For a form of words with pedigree going back to at least 1930 and generating judicial decisions on it within a couple of years from then, it may surprise some to discover that the meaning of ‘road or other public place’, found at various points through the Road Traffic Act 1988, remains capable of causing lawyers to disagree. Then again, the fact it is lawyers disagreeing may surprise nobody.

Master Dagnall had cause to consider the phrase in the case of Brown v Fisk & Anor [2021] EWHC 2769 (QB). The First Defendant, Mr Frisk, was alleged to have caused injury to the Claimant using a car driven in a yard near Lewes in Sussex. The policy of insurance was avoided, but the relevant insurer was nonetheless brought in as Second Defendant. The Second Defendant had applied for summary judgment on the basis that the accident did not happen on a road or other public place, such that the duty under the Road Traffic Act for meeting unsatisfied judgments did not apply.

There were also a Third and Fourth Defendant involved in the claim, the MIB and Secretary State for Transport. They were brought in respectively as the First Defendant was uninsured (although the same road or other public place caveat arguably applies) and on the basis that the Act did not properly implement an EU Directive (the accident and claim pre-dating ‘Brexit’). In a move that may well shock many who know lawyers, the Third and Fourth Defendants did not send along anyone to add their time and experience to the arguments.

The Master effectively reminded all those involved with such personal injury claims that the test is ultimately a fact sensitive one. However, as a handy rule of thumb (albeit a rather long thumb) Master Dagnall rationalised the case law at [72] as follows:

it seems to me that the true distinction is whether the area is used, and allowed by the owner to be used, by visitors who are only coming to enjoy the linked owner premises for a private purpose of the owner, or whether there is some real and significant number of visitors whose access is tolerated, who are there other than only for the owner’s truly private purposes. By ” the owner’s truly private purposes” I mean purposes of the owner which are private in nature rather than being the general public doing something which the general public generally does as such, for example buying drinks in a pub, or cars from a car franchise; and where those private purposes dominate the purpose of the visit so sufficiently so as to make the visit private rather than public. It seems to me that that is an effective rationalisation of, and is consistent with, the case law, and in particular the basic principle derived from Harrison that the essence of a public place is actual use by the public at least tolerated by the owner.” (emphasis added)

I have highlighted the final sentence because that truly does fulfil the rule of thumb that can be taken away from the case. The reality is that there is much case-law, sometimes apparently somewhat at odds in the results reached, which does need to be carefully considered. But when it comes to the question that really matters, Master Dagnall has in Brown provided a handy and up to date review of the law.

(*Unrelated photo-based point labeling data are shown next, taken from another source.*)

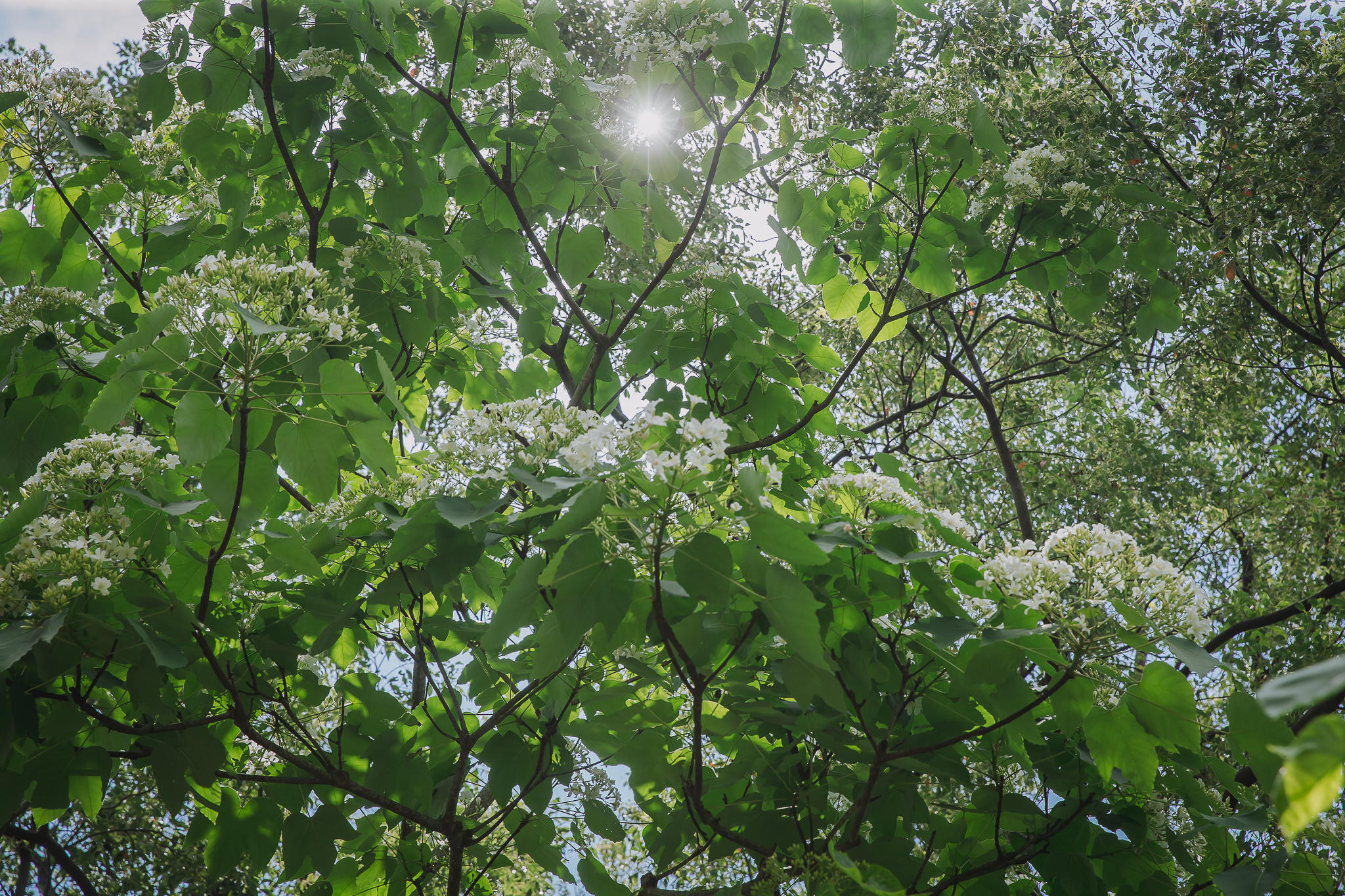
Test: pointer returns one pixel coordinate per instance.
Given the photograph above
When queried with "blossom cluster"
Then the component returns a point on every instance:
(294, 299)
(92, 465)
(401, 490)
(666, 32)
(76, 96)
(323, 62)
(407, 255)
(530, 433)
(865, 488)
(29, 303)
(1028, 171)
(1083, 567)
(70, 554)
(61, 558)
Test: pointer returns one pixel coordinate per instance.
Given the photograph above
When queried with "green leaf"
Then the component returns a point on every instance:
(847, 156)
(583, 509)
(397, 202)
(201, 427)
(307, 452)
(11, 98)
(704, 567)
(76, 270)
(603, 821)
(984, 267)
(916, 9)
(250, 830)
(88, 790)
(986, 133)
(114, 400)
(219, 480)
(1313, 774)
(590, 590)
(374, 448)
(868, 32)
(229, 81)
(292, 553)
(29, 509)
(1251, 880)
(793, 612)
(164, 652)
(148, 327)
(1195, 656)
(868, 319)
(1082, 303)
(780, 539)
(580, 251)
(596, 880)
(935, 272)
(1255, 733)
(843, 299)
(517, 605)
(810, 24)
(1116, 740)
(156, 96)
(734, 164)
(346, 393)
(1302, 687)
(23, 249)
(1161, 313)
(390, 394)
(627, 224)
(1072, 702)
(313, 839)
(1152, 250)
(1165, 704)
(18, 639)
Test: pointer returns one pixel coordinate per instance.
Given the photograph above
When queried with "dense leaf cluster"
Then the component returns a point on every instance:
(299, 531)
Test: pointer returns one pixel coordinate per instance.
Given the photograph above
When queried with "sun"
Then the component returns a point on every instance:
(650, 124)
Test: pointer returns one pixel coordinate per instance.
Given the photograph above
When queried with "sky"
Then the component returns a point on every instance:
(81, 34)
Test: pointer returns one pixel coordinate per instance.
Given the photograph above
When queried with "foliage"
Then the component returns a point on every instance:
(299, 530)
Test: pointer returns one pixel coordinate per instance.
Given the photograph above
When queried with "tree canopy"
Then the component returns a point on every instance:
(424, 475)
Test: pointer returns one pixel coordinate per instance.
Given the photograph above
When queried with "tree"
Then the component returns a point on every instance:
(299, 530)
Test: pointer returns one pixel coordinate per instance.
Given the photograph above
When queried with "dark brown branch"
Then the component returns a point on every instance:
(1275, 617)
(43, 837)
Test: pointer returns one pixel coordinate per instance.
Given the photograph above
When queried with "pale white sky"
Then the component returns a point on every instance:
(81, 34)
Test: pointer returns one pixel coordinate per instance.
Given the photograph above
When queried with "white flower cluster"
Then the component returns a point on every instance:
(666, 32)
(30, 301)
(526, 433)
(92, 465)
(322, 62)
(591, 782)
(704, 442)
(865, 488)
(407, 255)
(1026, 174)
(65, 557)
(401, 490)
(531, 431)
(956, 522)
(1030, 575)
(1076, 195)
(295, 296)
(70, 93)
(1086, 566)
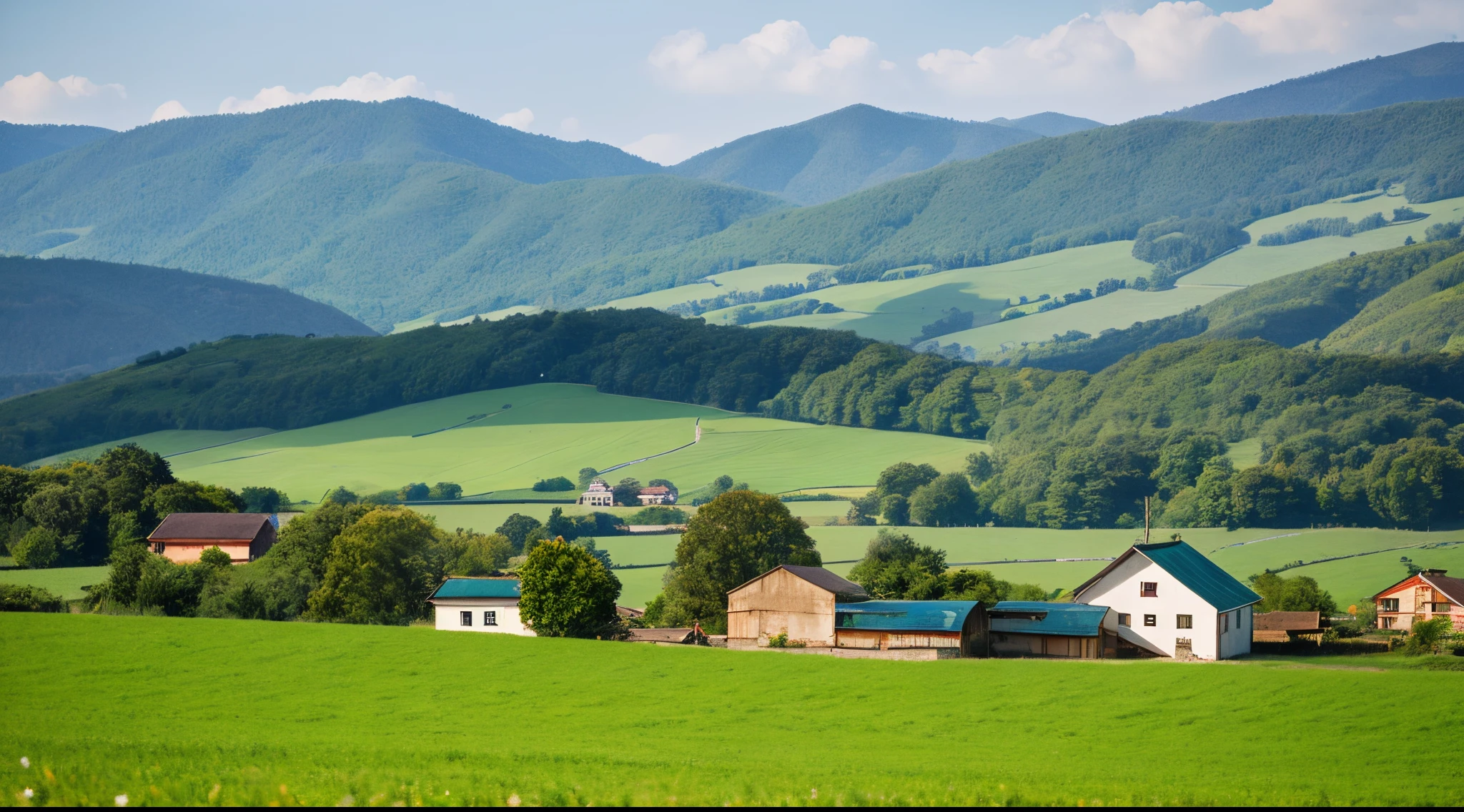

It would be remiss not to mention the result, after you have read so diligently through the rest of the article. Master Dagnall found that the yard for a Bonfire Society – “which is dedicated to organising community events, principally bonfire and fireworks celebrations centred, but not confined, to the period around 5 November in each year”  (discovering the existence of such things is, I hope you will agree, a fact that makes reading this article all the more worthwhile) – was not a road or public place. It had gates that would be open at set times and would occasionally have members of the public in but only for the specific purposes linked to the Society. They were therefore for the Society’s ‘truly private purpose’. There was an absence of evidence that people would park their cars and go for walks out of the yard and that doing so was tolerated by the Society. Accordingly, applying the summary judgment test, the Master granted judgment for the Second Defendant on the issue.

And so, yet another Claimant on the oft travelled road to the question “what is a road or other public place” finds themselves in a dead end. The next question is whether the Claimant will seek to find another road to an appellate court.